# Need tips for first time dying maple...



## BinghamtonEd (Nov 30, 2011)

Hello! First time poster long time lurker, and being as I am about to finish my largest project to date, I figured I should sign up and say hi.

I've built a shelving system for under our wall-mounted TV, it is two-tiered. The bottom row of sheves is 6 feet long, the top is 4 feet. It is constructed completely of maple (no ply). I've decided to go with this Transfast dye to finish it :

http://www.woodcraft.com/Product/2000760/2571/HOMESTEAD-TransFast-Dye-Powder-Extra-Dark-Walnut.aspx

My plan is to give all the pieces one final sanding to 220 grit, then apply the dye liberally with a sponge to each piece, squeeze out the sponge, and wipe off, sand with 320, and repeat as necessary until I get my desired color. The product description says it can be top-coated with just about anything. Any suggestions? I would like some gloss to it, but not something that looks super thick. Something like this sheen :










I'm new to all of this, so I'm open to all sorts of suggestions or critiques about my approach.

Thanks!


----------



## fussy (Jan 18, 2010)

If you're looking for easy, wiping varnish or shellac. Control the gloss of either by rubbing down the last coat with 0000 steel wool and paste wax.

Steve


----------



## richgreer (Dec 25, 2009)

I don't mean to discourage you, especially since you are a first time poster. However, the best advice I can give you on dying is "don't".


----------



## RogerM (Oct 31, 2011)

Ed - First, welcome aboard. In response to your question, I dye a lot of maple and am currently finishing a set of curly maple cabinets using Mosers Analine Dye 844890 W1560, Lt Golden Br Walnut, Water Soluable. I have used this dye almost extensively on maple. You can mix it in various concentrations with water for varied result tending toward the golds and browns. It is quite effective in bringing out the figure in maple, especially curly maple. I usually put on the first coat over wood that has been sanded to 180 grit (the higher the final bare wood sanding the less absorption). I usually put on two coats for even coverage sanding with 320 between coats. After drying overnight I usually sand with 320 to 400 grit then go with a coat of dilute shelac (one part Seal Coat shelac sealer and one part alcohol). Rub this down with 00 steelwool then go with 3 coats rubbing polyurethane. I use one part Minwax Semi Gloss Polyurethane to one part mineral spirits. Let the final coat cure overnight then apply Minwax Finishing Wax with 0000 steelwool and buff. This should give you the finish you are looking for.


----------



## BinghamtonEd (Nov 30, 2011)

Thanks for all of tips! I put down 3 coats of the dye on a scrap piece last night and got results that I liked, tonight I am going to apply the shellac to the test piece and see how it turns out. I was wondering what to put on top of the shellac as a final coat, and I think I am going to give Roger's suggestion of poly/ms a shot.
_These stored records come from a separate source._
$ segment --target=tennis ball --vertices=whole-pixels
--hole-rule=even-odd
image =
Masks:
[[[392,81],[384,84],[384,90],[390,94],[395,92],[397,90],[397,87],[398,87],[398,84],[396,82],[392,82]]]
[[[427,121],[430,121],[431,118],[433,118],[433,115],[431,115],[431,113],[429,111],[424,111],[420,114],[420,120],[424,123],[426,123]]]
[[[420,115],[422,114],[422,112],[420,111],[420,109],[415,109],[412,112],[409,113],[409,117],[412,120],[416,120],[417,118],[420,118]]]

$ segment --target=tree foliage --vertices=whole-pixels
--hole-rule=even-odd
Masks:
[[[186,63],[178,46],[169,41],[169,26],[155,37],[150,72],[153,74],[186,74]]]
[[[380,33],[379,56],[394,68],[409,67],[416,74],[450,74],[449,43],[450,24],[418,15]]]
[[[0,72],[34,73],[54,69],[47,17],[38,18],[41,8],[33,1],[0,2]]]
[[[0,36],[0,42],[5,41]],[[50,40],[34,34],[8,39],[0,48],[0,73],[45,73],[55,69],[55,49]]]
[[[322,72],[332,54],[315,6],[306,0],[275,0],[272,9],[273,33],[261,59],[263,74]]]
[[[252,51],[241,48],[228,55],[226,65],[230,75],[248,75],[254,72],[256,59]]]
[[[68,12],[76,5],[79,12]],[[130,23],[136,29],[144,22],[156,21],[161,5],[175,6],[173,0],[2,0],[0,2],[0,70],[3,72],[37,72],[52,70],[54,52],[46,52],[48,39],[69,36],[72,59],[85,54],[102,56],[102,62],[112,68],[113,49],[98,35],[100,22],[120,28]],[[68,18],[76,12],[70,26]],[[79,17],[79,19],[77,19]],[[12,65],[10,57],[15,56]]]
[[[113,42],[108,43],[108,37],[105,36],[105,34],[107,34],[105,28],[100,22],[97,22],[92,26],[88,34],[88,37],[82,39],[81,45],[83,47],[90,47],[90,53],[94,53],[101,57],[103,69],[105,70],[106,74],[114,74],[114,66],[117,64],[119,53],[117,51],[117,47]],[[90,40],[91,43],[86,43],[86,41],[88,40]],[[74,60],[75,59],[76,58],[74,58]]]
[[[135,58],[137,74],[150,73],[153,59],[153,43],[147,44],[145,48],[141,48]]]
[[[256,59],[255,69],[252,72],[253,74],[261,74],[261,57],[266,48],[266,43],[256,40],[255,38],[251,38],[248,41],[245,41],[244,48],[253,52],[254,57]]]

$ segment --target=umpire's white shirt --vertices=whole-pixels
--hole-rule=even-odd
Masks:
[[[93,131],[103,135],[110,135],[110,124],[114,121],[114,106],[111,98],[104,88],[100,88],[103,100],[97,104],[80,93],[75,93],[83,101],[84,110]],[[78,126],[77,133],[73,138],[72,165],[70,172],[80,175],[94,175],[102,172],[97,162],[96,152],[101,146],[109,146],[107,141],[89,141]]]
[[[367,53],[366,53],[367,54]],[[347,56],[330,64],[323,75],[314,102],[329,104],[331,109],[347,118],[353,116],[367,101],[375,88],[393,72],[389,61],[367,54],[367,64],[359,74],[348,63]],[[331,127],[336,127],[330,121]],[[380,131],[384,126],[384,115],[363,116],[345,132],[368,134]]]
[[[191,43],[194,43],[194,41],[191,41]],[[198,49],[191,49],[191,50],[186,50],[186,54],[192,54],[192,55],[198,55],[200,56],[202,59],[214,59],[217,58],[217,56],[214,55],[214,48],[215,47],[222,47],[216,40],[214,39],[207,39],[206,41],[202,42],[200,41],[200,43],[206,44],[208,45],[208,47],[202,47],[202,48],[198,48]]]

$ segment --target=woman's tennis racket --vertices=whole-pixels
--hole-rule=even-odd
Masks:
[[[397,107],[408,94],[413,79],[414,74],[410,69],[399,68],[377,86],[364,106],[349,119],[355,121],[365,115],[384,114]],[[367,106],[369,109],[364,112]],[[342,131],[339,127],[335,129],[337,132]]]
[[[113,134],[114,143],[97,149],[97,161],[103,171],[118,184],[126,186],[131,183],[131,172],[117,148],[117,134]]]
Rich - I did some searching and the general consensus that I got was that dye was going to be my best option for a wood such as maple with very small pores. If the best advice you can give is "don't", that's not very helpful at all and doesn't add anything to the discussion. Care to elaborate?


----------



## Milo (Apr 24, 2009)

Bing,

I had the first reaction to the idea of dying wood that Rich did. Don't. I am going to guess it is because he feels, like I do, that once you dye wood, your done, and there is no going back. You better be happy with the results, 'cause whatcha see is whatcha get.

I dye my finish. If I screw that up I can always strip it and try again. I use water base finish and dye so it's easy.

Then again, I don't dye that much in the first place… 

Rich, is that what you meant too?


----------



## BinghamtonEd (Nov 30, 2011)

Thanks for the input Milo. That makes more sense, the reason I went with dye is because I wanted something that would go into the wood and really let the grain show, so with that I understand the risk you point out that comes with doing such. I'm still experimenting on a small scrap piece, and once I think I have the finish I want, I am going to do a larger piece (I have a left over 10"x15"x3/4" piece) for my final test run. I've done some smaller projects before and have used water-based finishes, never with dye, I just decided that I'd like to try something new. I do think that dying the wood before final assembly sound make it somewhat easier, since they are all flat pieces.


----------



## BinghamtonEd (Nov 30, 2011)

Just an update, I applied the dye yesterday, and I am pleased with the results. Next will come a coat of amber, then clear, shellac. I tried a couple different methods of applying the dye on some test pieces, and the one that ended up working best for me was using a 4" foam brush to apply the dye. The first coat was light, and sanded down a bit with 320-grit to emphasize the grain. Then 2 normal coats and I got results that I was very pleased with.


----------